「社会科学基礎論に関する2,3の話題提供」@東大社会学 メモ

 社会科学の自然科学と比べた時の特徴として、「対象の複雑性」が挙げられることがしばしばあるが、物理化学的対象、生物的対象の挙動もしばしばきわめて複雑であり、それが決定的に彼我を分かつとは言い難い。そこにおいても回顧的な視点でしか全体性が獲得できない場合は多く、それゆえ進化生物学や宇宙論はしばしば比喩でなしに歴史学に近づく。
 いまひとつの社会科学、そして人文学の特徴としては、対象とのコミュニケーション、相互干渉の可能性が排除できないこと、がしばしば挙げられる。

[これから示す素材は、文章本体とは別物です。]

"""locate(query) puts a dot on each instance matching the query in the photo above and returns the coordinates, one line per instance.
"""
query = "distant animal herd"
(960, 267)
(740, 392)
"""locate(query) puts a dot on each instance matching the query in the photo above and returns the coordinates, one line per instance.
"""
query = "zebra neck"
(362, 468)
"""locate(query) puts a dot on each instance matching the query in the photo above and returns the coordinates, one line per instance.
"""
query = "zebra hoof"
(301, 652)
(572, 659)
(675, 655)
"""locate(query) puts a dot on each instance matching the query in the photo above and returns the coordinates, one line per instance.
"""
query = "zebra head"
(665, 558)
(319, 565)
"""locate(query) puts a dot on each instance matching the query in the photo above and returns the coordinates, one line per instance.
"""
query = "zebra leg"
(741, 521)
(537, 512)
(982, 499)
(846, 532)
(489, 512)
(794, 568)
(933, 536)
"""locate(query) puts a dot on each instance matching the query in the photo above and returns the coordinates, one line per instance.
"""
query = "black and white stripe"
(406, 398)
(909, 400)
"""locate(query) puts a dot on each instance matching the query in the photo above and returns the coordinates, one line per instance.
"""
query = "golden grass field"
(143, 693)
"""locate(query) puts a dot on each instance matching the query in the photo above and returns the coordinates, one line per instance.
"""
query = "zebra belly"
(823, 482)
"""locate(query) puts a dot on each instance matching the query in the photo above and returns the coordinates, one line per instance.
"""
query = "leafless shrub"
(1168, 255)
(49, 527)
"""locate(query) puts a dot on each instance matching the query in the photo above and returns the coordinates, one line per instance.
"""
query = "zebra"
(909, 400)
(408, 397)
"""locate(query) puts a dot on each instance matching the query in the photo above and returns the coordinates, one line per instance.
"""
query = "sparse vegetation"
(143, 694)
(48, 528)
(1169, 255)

だが、これも実は大部分の社会科学においては、巧妙に回避――とは言えないながら、さほど深刻な問題とはなっていないのではないか。コミュニケーション、相互干渉の可能性、リスクは意識されることによってコントロールされてはいないか。
「純粋に対象を観察するのみの狭義の「科学」に徹するならばまだしも、社会科学とはそもそもしばしば「政策科学」でもあるでのはないのか? 対象への介入を行うことが、予測不能性を招きよせるのではないのか?」という反論をすぐに思いつくであろう。しかしながらこの介入が一方的なもの、より強く言えば、こちらの存在を意識、認識させない「ギュゲスの指輪」の立場によるものだったら、どうであろうか? その場合にはマッケイ=ポパー的な意味での、相互作用による「予言破り」的予測不可能性は成り立たないのではないだろうか。
「政策は「ギュゲスの指輪」の立場から行われるものではない」ように一見したところ思える。たしかに、市民社会における公共政策は、建前的にはそのように一方的なものであってはならないはずだ。しかしながらフーコーアガンベンらを意識しつつ東浩紀が「環境管理型権力」と呼ぶタイプの政策的介入は、まさにそのようなものである。そして注意すべきは、そうしたタイプの「権力」は、別に新しくもなんともない、ということだ。「政策科学」の原点たるアダム・スミスの経済学とは、まさにそうした視線である。
 スミス自身がストレートフォワードな意味で「環境管理型権力」の徒であるとは確かに言い難い。一見したところでは、スミス自身の具体的な政策論で対象となっているのは、立法を伴う法規制と、インフラや公教育などの限定的な公共事業であり、見えず、意識されずの陰秘な政策ではなく、まさに公然的な「公共政策」である。しかしながらスミスの政策体系を導く原理は、統治者の意志やヴィジョンではなく、市民社会の自律的な作動原理としての、市場の「見えざる手」である。この「見えざる手」は意識されない。